On GARMTECH Web Hosting, each hosting plan has resource limits (CPU, RAM, processes, etc.) to keep the server stable for all customers. If your website exceeds these limits, you may notice:
- Slow page loads or temporary timeouts
- Short “site unavailable” periods during spikes
- Notifications about high CPU/RAM usage in Plesk Monitoring (if enabled)
Step 1: Check the load in Plesk
- Log in to My.GARMTECH and open your hosting service.
- Click Login to Plesk.
- In Plesk, look for Monitoring (left menu). Review CPU and memory graphs and note the time when the limit was reached.
- Open Websites & Domains → select the affected domain → Logs to check for repeated requests, errors, or spikes.
Note: Some hosting plans may not show the Monitoring menu. In that case, use Logs (access log + error log) and your application analytics to identify what happened during the spike.

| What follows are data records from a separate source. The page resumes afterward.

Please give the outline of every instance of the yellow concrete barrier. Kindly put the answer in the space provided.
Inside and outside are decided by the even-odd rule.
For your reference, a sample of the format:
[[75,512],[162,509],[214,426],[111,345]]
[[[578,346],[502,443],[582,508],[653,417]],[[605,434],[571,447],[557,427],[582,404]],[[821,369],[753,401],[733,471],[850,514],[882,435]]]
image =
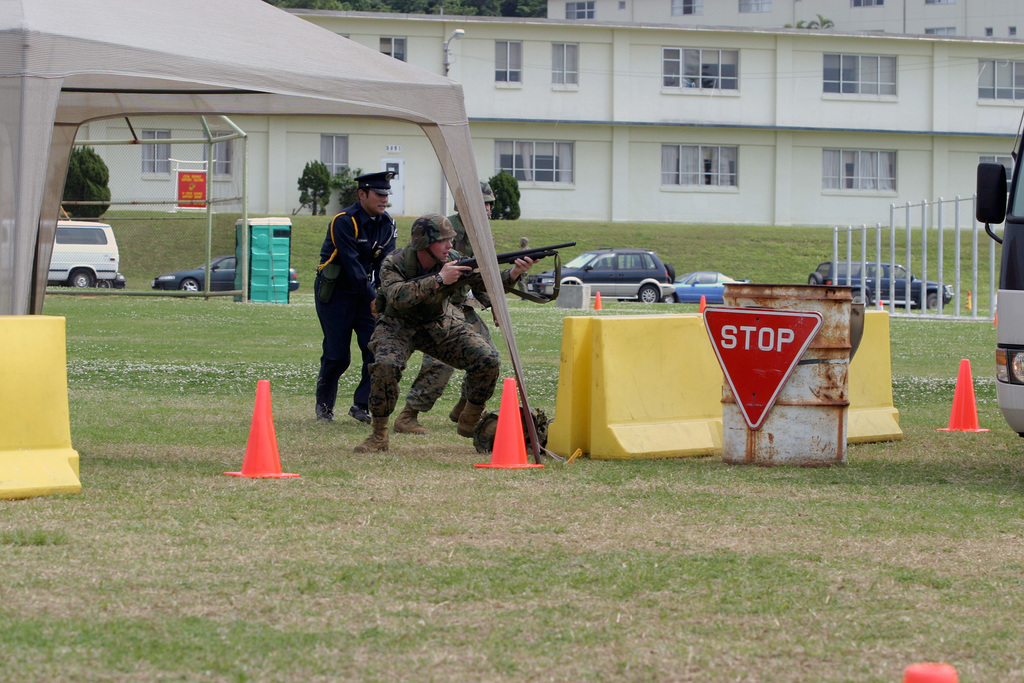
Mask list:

Step 2: Identify the typical cause
The most common reasons we see on shared hosting are:
- Bot traffic (brute force login attempts, XML-RPC abuse, aggressive crawlers)
- Uncached WordPress pages or multiple cache plugins fighting each other
- Heavy plugins/themes (page builders, security scanners, WooCommerce, statistics trackers)
- Background tasks (WordPress cron, backup jobs, image optimization running too often)
- Runaway scripts (infinite loops, broken PHP code, misconfigured redirects)
Step 3: Quick fixes that usually help
- Enable LiteSpeed caching (WordPress): GARMTECH hosting uses LiteSpeed Enterprise. For WordPress, install/enable the LiteSpeed Cache plugin and turn on page cache.
- Update PHP version: Plesk → Websites & Domains → domain → PHP Settings → choose a newer supported PHP version (if available for your plan).
- Reduce “heavy” plugins: Disable plugins one by one and test. Replace multiple overlapping cache/security plugins with a simpler setup.
- Limit brute-force traffic: Change the WordPress admin URL, enable reCAPTCHA on login forms, and consider IP-based rate limiting via a CDN (for example, Cloudflare).
- Optimize images and database: Large images and bloated databases increase CPU usage. Clean revisions/transients and compress oversized images.
- Check scheduled tasks: Plesk → Scheduled Tasks and WordPress cron. Remove duplicate or too-frequent jobs.
Step 4: When to upgrade (or move a workload)
If CPU/RAM usage is constantly high (not just a short spike), it usually means the site outgrew the current plan. In that case you can:
- Upgrade your hosting plan in My.GARMTECH (more resources for the same environment), or
- Move to a VPS if you need dedicated resources, custom services, or consistently high load.
Tip: Before upgrading, first fix caching and remove obvious spikes. A well-cached WordPress site can handle much more traffic with the same resources.